Scully’s first Spring Training broadcast appearance will be March 17. Eric Stephen of breaks down the Dodger exhibition broadcast schedule at True Blue L.A.

Elsewhere …

  • TMZ has posted audio of a 911 call reporting James Loney’s freeway crash in November. No matter the legal disposition of the case, if you were there, it sounds like it must have been utterly frightening.
  • The Dodgers signed 37-year-old Jamey Wright to a minor-league deal. Wright hasn’t been a starting pticher since 2007, but his past season-and-a-half out of the Seattle bullpen was passable in a Mike MacDougal sense. Tony Jackson of ESPNLosAngeles.com tweeted that Wright can opt out of his contract in late March.
  • Former Dodger shortstop Bill Russell can be seen with former Yankee counterpart Bucky Dent in this commercial (posted by Roberto Baly of Vin Scully Is My Homeboy), airing at 1981 World Series time, for Johnson & Johnson baby shampoo. Dent sounds a little like a grown-up Linus from A Charlie Brown Christmas.

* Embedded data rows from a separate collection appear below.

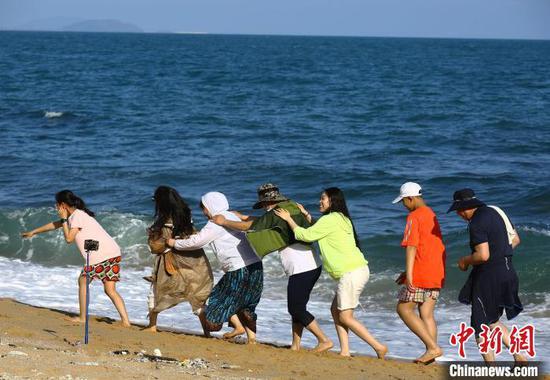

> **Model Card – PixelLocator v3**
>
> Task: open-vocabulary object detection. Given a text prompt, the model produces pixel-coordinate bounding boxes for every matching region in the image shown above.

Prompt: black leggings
[286,266,323,327]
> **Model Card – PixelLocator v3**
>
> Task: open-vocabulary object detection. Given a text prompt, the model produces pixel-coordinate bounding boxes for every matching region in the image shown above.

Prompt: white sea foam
[44,111,63,119]
[0,257,550,370]
[519,227,550,236]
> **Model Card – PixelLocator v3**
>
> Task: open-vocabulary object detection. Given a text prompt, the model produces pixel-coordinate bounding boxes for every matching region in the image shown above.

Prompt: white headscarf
[201,191,240,221]
[201,191,229,216]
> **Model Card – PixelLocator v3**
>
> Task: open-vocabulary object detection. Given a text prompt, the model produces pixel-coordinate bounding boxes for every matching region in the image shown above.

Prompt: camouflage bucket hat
[252,183,288,209]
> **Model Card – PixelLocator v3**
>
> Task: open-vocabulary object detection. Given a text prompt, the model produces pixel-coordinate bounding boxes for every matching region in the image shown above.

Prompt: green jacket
[246,201,310,258]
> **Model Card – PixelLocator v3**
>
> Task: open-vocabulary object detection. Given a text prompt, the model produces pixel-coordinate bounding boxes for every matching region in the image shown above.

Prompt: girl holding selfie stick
[21,190,130,327]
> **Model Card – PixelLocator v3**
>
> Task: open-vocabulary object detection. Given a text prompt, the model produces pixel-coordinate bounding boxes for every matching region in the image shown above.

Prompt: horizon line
[0,27,550,41]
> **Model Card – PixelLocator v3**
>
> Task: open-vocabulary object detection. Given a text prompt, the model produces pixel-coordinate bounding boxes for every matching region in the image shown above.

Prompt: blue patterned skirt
[206,261,264,324]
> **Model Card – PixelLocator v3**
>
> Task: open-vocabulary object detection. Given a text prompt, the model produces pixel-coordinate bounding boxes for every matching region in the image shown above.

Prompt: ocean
[0,32,550,361]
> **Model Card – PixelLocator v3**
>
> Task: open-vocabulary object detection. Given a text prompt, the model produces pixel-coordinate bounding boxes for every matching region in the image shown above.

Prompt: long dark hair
[151,186,194,236]
[324,187,361,249]
[55,190,95,217]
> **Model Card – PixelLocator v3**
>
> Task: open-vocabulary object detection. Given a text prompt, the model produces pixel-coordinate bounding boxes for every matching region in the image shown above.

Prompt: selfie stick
[84,246,90,344]
[84,240,99,344]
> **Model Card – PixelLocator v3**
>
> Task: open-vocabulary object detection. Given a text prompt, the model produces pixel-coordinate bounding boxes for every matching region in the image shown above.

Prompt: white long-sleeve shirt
[174,218,260,272]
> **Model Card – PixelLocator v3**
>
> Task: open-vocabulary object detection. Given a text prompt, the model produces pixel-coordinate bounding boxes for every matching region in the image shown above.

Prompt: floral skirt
[80,256,121,282]
[206,261,264,324]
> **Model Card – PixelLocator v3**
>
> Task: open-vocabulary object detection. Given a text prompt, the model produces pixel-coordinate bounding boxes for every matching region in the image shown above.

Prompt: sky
[0,0,550,39]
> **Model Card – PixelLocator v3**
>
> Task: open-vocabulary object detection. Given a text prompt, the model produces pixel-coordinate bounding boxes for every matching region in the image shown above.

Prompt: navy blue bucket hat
[447,189,485,213]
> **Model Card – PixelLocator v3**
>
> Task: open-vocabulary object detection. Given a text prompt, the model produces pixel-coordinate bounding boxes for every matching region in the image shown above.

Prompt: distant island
[62,20,143,33]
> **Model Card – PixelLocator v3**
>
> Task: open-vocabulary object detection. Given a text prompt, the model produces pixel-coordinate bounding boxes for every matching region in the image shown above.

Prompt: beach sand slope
[0,299,446,380]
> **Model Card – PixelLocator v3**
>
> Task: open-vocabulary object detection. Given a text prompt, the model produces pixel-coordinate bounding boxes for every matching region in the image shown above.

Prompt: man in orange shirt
[393,182,445,364]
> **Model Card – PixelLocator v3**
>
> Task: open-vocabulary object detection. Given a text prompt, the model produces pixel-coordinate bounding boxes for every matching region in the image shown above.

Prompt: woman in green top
[275,187,388,359]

  • Baly had a pleasant surprise when he went to the Dodger caravan Tuesday — he was there to see Clayton Kershaw as Kershaw’s new contract with the Dodgers was being announced.
  • Daily News writer Tom Hoffarth is auctioning an autographed copy of Kershaw’s book, “Arise,” at eBay, with 100 percent of the proceeds going to support Friends of St. Lawrence – Watts Youth Center, which empowers the children and families of Watts through educational, advocacy, and enrichment programs.
  • David Schoenfield of ESPN’s Sweet Spot looks at historical comparables for Kershaw. It starts on a downbeat note but gets more whammo after that. Schoenfield also invites you to an over-under game on Kershaw’s 2012 ERA here.
  • Evan Bladh passes along the story of Brooklyn Dodger batboy Charlie DiGiovanna at Opinion of Kingman’s Performance.
  • “What happened to the spitball?” Jonah Keri asks (and answers) at Grantland.
  • Today in Jon SooHoo: Mike Scioscia and Gary Carter together at Spring Training, February 1991.
  • Aaron Miles, who waited until this time last year to sign with the Dodgers, is waiting even longer for a 2012 contract this time around.
  • Not every baseball parking story has Frank McCourt’s name attached. “Fans of the New York Yankees may soon have to pay as much as $55 to park at Yankee Stadium thanks to the poor planning by New York City, the Yankees and a private firm that is running low on cash,” writes Rob Iracane at Big League Stew.